Eminent scholars and specialists in the history of East-Central Europe

Prof. Norman Davies and Prof. Frank Sysyn discuss Polish-Ukrainian relations in the webinar: Poland – Ukraine: From conflict and rivalry to neighborliness.

A Q&A session follows the talk.

Watch the webinar recording HERE

Norman Davies first visited Poland in March 1962, when he was still a student in his final year at Oxford. Fascinated by what he learned, and by what the authorities did not want him to learn, he made the study of Polish history the starting point of his academic career. His early books – White Eagle, Red Star: the Polish-Soviet War of 1919-20, (1972), God’s Playground: a history of Poland (1981), and Heart of Europe: the past in Poland’s present (1984) – were banned by the censorship of the Soviet Block and long unavailable to Polish readers. As a successful historian writing in English, however, he rapidly gained a worldwide readership and devoted himself to informing the world about Poland. His books have been translated into over thirty languages including Chinese, Japanese, Russian, Ukrainian, Spanish, German, Italian, and French. Over the years, Prof. Davies received many honors and distinctions. He was elected Fellow of the British Academy (1997) and was awarded Order of the White Eagle, Poland’s highest order. MORE

Frank E. Sysyn is director of the Peter Jacyk Centre for Ukrainian Historical Research at the Canadian Institute of Ukrainian Studies (CIUS), professor in the Department of History, Classics and Religious Studies at the University of Alberta, and editor in chief of the Hrushevsky Translation Project, the English translation of the multi-volume History of Ukraine-Rus’  (12 volumes ). He is head of the executive committee of the Holodomor Research and Education Consortium (HREC) at CIUS, a member of the editorial board of Harvard Ukrainian Studies and East-West: A Journal of Ukrainian Studies, and head of the advisory board of the Ukrainian Program at the Harriman Institute.  He has taught at the University of Alberta, Harvard University, Columbia University, Stanford University, and other institutions.
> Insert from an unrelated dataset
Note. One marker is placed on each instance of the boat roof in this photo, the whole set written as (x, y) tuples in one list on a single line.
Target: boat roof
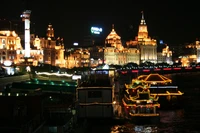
[(155, 77)]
A specialist in East-Central European history, he is the author of Between Poland and Ukraine: The Dilemma of Adam Kysil, 1600-1653 (1985), Mykhailo Hrushevsky: Historian and National Awakener (2001), and studies on the Khmelnytsky Uprising, Ukrainian historiography, early modern Ukrainian political culture, modern Ukrainian religious history, and the Holodomor. He is also coauthor with Serhii Plokhy of Religion and Nation in Modern Ukraine (2003) and co-editor with Martin Schulze  Wessel of Religion, Nation, and Secularization in Ukraine (2015). He is co-editor with Andrea Graziosi of Communism and Hunger: The Ukrainian, Chinese, Kazakh, and Soviet Famines (2016) and the recently published Genocide: The Power and Problems of a Concept (2022). He is editor in chief of three-volume collected work of Father Mykhailo Zubryts’kyi: Vol. 1 Scholarly Works (2013) and Vol. 2 Materials toward a Biography (2016)Vol.3 Newspaper Articles, Ethnographic Works, and Archival Materials (2019).